Two years ago, when the law was passed, there was a pocket of patients who worked part time, had no health insurance, and looked forward to the day when they would be covered. But that early group of optimists has given way to a much larger group who worry that they will lose the employer-provided coverage they now have, and end up being forced to the state exchanges where they will be compelled to purchase (if the mandate survives) a policy they can’t afford with an inadequate federal subsidy.

Most of my patients are rooting for the Affordable Care Act to unravel especially if the individual mandate is declared unconstitutional. -- Transcripts and audiotape from the court this week make this possibility appear likely.

If ObamaCare somehow survives with or without the mandate, 16 million new Medicaid patients will quickly find out what current Medicaid patients already know; that it is very tough to find a doctor or network of doctors who will work with your insurance.

ObamaCare’s Independent Medicare Advisory Board and other regulatory committees and mandates will make it more and more difficult for doctors like me to practice and to order the tests and treatments we feel our patients need. We will require more staff hours to deal with all the red tape. As more of us drop out and no longer accept insurance, another unconstitutional mandate will become necessary to compel doctors to participate again.
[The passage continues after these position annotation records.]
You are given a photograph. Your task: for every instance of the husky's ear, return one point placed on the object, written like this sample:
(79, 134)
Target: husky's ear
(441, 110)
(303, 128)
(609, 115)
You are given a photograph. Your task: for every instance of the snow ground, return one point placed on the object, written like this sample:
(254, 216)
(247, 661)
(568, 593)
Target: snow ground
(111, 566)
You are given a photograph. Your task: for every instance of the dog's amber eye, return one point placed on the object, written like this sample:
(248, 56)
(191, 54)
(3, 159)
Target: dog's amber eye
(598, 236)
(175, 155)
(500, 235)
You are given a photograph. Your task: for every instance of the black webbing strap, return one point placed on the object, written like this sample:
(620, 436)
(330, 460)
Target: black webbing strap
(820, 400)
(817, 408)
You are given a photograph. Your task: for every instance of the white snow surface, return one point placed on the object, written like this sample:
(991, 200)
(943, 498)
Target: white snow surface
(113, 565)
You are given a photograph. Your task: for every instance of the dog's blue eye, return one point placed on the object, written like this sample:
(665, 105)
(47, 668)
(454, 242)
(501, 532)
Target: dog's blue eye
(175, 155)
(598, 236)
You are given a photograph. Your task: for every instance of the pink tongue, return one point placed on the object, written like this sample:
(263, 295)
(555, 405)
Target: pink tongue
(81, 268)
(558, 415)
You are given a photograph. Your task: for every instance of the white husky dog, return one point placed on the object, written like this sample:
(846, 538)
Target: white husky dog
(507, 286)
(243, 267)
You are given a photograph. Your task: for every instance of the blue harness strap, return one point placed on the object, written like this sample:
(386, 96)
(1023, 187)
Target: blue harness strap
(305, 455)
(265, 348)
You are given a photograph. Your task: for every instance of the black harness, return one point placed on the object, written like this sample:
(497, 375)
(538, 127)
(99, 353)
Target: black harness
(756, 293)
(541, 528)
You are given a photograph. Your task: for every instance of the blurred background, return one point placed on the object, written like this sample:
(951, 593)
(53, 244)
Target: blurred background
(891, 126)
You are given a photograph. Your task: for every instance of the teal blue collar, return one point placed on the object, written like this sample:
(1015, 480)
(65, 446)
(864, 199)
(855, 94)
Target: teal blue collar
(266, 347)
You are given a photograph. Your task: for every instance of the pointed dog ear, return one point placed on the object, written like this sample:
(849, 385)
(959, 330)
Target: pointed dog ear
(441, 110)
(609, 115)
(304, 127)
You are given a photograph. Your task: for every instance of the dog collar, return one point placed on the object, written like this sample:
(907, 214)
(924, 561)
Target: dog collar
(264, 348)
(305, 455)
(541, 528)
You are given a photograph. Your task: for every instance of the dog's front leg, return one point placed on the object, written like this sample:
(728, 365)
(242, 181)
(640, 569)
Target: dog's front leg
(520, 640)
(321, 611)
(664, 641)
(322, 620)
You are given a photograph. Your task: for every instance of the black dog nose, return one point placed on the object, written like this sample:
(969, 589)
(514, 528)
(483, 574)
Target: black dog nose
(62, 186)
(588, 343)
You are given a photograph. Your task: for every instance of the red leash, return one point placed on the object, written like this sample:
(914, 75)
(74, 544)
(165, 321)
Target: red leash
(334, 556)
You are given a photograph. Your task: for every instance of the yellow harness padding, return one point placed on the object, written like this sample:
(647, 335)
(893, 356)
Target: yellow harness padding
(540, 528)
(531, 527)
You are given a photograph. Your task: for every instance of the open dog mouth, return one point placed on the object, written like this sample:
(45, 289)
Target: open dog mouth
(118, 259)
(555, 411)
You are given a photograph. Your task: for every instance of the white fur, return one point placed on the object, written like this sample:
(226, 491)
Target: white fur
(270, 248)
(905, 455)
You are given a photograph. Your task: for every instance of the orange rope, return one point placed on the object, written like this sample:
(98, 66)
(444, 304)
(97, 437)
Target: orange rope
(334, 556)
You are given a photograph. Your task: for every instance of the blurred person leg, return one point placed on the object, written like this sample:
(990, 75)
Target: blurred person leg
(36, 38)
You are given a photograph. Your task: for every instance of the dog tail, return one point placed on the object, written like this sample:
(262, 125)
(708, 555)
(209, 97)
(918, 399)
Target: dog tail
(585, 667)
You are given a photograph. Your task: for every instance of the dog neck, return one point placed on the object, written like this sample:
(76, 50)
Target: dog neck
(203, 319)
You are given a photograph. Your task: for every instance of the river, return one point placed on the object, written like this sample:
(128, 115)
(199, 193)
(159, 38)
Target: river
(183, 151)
Doctors everywhere are hoping and praying that dreaded day never comes. Even though the individual mandate and perhaps all of ObamaCare now appears to be in serious jeopardy thanks to the Supreme Court, doctors and their patients are not yet starting to breathe easier.

Marc Siegel, M.D. is a professor of medicine and medical director of Doctor Radio at NYU Langone Medical Center. He is a member of the Fox News Medical A team and author of several books. His latest book is "The Inner Pulse; Unlocking the Secret Code of Sickness and Health."